You can see how little space the whole setup takes.










Cup Holder also has center bin that you can keep knives, pliers etc. easily available.

THE BEST PART IS THE WHOLE SETUP (not including the mesh bag) ONLY COST ME $9.47 BEFORE TAX.

Now I know your supper jealous.

:clap:letsdrink:letsparty:moon:bowdown:takephoto


----------



## chefpomp (Apr 16, 2009)

Oh yeah any body want the pvc ones int the first post their yours if your the first to ask for them.


----------



## Snatch it (Feb 17, 2009)

Dude, That is stinkin sweeet!!! Is that a trash can? how did you mount it?


----------



## chefpomp (Apr 16, 2009)

If you look at the 3rd photo down you can see the t bar in between the cup holder and the trash can. Its the same as the one under the handle. Because I never use it i thought it would be perfect. So I took it of the back and flipped it upside down. The cup holder and the trash can are both attached to the same t bar. Please note if you do this make sure that you remove the pull pin and the t bar first. I mounted the cup holder first, with the t bar removed. Pre-drilled cup holder and 3 times same into t bar. I used sheet metal screws for both. Attach t bar to cart. Make sure the pull pin ring is on the side of the cart or you will not be able to remove it when you mount the trash can. Once mounted pre-drill can to t bar 3 times. Use same sheet metal screws to attach. It is now ready to use and can be removed easily.
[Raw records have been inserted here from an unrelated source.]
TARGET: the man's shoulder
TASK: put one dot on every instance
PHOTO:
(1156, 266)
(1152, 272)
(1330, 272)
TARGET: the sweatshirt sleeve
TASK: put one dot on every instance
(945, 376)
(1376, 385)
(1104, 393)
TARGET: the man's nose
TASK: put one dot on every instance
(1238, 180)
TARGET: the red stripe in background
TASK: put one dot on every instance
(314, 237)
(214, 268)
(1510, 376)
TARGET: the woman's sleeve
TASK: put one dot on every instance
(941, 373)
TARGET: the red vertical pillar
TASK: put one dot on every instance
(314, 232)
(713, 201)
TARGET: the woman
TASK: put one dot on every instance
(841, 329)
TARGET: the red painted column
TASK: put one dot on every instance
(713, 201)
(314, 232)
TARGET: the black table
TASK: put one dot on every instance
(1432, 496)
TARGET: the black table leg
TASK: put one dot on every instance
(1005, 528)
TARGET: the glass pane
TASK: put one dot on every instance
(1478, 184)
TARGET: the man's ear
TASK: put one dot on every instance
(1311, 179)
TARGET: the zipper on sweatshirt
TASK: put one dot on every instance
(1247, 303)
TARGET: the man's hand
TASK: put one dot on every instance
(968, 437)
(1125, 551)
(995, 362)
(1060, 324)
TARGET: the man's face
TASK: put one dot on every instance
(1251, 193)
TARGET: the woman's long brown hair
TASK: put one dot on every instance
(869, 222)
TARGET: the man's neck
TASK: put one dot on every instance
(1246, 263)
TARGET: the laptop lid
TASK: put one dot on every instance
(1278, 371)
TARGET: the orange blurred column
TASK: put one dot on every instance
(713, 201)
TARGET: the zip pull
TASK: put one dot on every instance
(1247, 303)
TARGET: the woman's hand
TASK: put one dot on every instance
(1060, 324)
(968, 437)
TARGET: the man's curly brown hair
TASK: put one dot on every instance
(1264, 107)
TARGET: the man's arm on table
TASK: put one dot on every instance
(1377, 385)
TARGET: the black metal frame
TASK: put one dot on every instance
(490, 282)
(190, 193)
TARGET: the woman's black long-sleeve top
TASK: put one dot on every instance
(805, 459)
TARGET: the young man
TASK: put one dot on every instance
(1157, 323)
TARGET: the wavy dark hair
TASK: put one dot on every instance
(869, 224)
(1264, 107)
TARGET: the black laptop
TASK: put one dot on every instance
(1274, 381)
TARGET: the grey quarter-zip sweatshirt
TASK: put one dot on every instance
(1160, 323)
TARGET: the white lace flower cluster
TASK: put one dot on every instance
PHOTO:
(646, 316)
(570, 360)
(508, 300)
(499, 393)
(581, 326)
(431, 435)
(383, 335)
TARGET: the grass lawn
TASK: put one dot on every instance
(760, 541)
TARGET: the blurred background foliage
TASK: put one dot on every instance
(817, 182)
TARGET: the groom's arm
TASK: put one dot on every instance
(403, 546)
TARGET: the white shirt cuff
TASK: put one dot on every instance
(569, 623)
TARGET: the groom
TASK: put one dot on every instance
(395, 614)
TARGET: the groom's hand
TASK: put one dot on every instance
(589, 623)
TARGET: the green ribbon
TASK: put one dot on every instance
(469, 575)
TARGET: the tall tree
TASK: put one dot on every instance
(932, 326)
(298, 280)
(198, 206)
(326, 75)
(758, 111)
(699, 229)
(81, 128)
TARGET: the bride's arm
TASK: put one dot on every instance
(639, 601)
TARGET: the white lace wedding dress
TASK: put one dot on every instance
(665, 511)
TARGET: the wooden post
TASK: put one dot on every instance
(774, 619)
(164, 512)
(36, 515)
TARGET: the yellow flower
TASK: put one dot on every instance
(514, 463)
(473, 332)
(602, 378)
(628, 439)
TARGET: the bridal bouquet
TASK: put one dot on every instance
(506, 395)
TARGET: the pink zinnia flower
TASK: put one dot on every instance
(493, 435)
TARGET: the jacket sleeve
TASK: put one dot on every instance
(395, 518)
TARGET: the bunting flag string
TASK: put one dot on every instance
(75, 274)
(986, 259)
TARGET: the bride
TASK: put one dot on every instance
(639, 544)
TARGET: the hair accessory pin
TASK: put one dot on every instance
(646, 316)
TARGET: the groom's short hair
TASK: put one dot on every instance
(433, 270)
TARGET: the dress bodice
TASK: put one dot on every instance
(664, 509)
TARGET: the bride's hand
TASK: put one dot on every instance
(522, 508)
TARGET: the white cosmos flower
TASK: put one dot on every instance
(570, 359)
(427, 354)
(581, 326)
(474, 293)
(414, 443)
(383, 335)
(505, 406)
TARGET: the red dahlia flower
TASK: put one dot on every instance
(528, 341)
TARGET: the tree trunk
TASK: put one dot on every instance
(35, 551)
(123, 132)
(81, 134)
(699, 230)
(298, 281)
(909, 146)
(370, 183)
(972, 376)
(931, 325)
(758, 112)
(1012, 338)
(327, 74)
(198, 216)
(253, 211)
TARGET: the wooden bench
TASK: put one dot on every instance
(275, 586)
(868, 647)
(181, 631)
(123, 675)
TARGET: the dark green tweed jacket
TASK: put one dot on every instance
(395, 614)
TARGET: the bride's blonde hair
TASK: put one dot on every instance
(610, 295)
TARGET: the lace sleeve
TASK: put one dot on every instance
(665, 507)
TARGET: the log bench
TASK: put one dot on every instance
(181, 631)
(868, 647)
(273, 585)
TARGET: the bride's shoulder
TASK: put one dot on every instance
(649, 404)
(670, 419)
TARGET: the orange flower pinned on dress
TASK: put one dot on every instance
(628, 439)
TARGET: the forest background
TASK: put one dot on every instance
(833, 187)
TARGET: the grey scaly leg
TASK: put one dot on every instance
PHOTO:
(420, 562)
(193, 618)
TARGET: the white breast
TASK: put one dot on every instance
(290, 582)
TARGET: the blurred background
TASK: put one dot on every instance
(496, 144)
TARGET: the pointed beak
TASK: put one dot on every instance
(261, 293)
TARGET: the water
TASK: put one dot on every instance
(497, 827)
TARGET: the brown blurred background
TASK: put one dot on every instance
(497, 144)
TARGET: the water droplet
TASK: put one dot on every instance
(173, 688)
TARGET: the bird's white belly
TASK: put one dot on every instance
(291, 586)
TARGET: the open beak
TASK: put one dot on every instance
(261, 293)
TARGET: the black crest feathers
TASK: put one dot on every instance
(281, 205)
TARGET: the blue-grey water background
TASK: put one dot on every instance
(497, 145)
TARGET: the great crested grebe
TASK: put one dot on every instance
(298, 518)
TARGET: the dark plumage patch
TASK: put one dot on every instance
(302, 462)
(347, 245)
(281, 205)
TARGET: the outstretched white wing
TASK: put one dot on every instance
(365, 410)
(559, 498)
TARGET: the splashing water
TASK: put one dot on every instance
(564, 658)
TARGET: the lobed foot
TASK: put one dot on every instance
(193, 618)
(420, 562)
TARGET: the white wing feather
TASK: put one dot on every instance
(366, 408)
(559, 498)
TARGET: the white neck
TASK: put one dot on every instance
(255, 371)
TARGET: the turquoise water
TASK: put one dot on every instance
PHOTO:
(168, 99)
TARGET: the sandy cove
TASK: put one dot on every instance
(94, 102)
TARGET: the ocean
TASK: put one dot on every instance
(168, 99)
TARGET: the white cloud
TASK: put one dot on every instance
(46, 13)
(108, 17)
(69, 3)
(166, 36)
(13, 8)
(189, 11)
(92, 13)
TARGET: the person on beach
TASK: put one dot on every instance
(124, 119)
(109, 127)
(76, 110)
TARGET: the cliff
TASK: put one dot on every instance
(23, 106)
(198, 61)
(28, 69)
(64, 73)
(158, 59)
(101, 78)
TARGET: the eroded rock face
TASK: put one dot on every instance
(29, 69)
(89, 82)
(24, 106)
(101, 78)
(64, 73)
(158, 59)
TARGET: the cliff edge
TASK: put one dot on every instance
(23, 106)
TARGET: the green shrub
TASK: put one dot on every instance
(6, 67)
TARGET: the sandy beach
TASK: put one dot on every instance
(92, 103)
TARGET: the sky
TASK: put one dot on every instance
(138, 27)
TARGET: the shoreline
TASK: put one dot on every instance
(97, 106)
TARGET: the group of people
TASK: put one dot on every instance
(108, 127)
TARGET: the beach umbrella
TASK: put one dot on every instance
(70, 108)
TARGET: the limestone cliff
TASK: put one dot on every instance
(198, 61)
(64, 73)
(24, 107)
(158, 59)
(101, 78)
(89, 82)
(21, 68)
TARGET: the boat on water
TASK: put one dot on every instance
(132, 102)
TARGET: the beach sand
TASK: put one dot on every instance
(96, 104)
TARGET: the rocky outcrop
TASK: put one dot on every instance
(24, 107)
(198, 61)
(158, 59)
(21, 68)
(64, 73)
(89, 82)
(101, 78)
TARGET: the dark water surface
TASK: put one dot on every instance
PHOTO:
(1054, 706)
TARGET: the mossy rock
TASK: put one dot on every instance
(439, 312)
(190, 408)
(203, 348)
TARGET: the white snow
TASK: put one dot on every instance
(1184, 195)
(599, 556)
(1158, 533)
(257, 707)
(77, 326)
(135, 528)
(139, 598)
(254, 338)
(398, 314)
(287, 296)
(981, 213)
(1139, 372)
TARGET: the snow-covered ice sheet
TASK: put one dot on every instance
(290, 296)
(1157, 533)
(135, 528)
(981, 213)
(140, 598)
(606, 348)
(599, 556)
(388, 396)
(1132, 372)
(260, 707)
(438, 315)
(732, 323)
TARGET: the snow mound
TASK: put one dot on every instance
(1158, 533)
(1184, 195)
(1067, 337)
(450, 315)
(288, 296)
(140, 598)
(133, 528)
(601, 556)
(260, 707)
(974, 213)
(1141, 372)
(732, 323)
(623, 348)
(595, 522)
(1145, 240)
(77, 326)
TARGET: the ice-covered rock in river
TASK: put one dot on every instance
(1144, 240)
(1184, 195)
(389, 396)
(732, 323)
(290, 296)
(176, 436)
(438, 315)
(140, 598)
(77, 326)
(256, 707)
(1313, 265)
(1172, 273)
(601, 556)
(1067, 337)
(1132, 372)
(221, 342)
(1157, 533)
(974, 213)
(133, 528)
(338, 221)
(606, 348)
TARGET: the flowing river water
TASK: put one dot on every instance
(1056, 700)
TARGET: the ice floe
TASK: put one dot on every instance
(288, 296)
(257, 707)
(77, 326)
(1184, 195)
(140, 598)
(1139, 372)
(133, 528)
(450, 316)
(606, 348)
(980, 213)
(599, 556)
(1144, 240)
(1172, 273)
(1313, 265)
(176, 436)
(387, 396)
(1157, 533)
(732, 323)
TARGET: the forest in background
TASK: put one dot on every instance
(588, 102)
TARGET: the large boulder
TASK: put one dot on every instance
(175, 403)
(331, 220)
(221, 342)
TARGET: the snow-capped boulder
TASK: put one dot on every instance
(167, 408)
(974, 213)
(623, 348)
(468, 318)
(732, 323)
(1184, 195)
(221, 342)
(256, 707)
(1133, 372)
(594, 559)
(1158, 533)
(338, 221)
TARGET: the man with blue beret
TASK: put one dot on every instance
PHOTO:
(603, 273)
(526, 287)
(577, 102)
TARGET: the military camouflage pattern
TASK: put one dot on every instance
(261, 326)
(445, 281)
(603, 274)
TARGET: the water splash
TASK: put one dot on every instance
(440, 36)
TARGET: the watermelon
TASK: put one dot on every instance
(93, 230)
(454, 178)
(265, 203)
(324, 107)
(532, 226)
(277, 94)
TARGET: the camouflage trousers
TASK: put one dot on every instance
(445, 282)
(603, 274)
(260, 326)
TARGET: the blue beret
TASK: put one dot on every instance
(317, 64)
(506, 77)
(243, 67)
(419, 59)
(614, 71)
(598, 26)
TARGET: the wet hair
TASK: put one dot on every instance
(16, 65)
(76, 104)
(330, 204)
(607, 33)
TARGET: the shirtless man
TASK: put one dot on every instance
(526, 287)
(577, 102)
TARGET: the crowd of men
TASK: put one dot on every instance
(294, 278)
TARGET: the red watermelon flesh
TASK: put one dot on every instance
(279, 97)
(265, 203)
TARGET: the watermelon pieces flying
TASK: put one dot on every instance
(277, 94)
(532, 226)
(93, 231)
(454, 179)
All items purchased at wally world.

Seat cup holder (in automotive) $5.56

Rubbermaid Trash Can $2.94

Sheet Metal Screws $0.97

Super sweet for around $10 after tax


----------



## Linda (Oct 2, 2007)

Wow what a great idea, I like the idea having something to put your spikes in, when ever I go surf fishing I realize how unorganized I am. With a little one I am planning on doing a lot more surf fishing, hope you don't mind but I'm going steal your idea - I think it's very cool

Linda


----------



## true-king (Oct 2, 2007)

Good idea!


----------



## getbent (Oct 2, 2007)

Billy Mayes here and Id like to show you the coolest cart for surf fishing, pier fishing ...

freakin awesome!!!


----------



## chefpomp (Apr 16, 2009)

Went sat for little while works awsome!!!!!!!!!:clap


----------



## ShaneLane (Aug 3, 2008)

thats awesome chef but GETBENT thats even better chef add a can of OXY Clean for your sand flea bucket and its GAME OVER lol call me when ya wanna hit the beach im back in town


----------



## Snatch it (Feb 17, 2009)

Hey chefpomp, I think me and the wife seen you packing up sat in the parking lot. We where riding a round and I noticed your cart with the can. I told her that was the guy that had the neat cart!! I think it was the first parking lot past the Portafino?


----------



## chefpomp (Apr 16, 2009)

Yep that was me.


----------



## chefpomp (Apr 16, 2009)

I will post some more pics on tuesday of the car fully loaded and in action.


----------



## ShaneLane (Aug 3, 2008)

ok chef my salt content in my blood is running low we need to get out im going into withdrawals


----------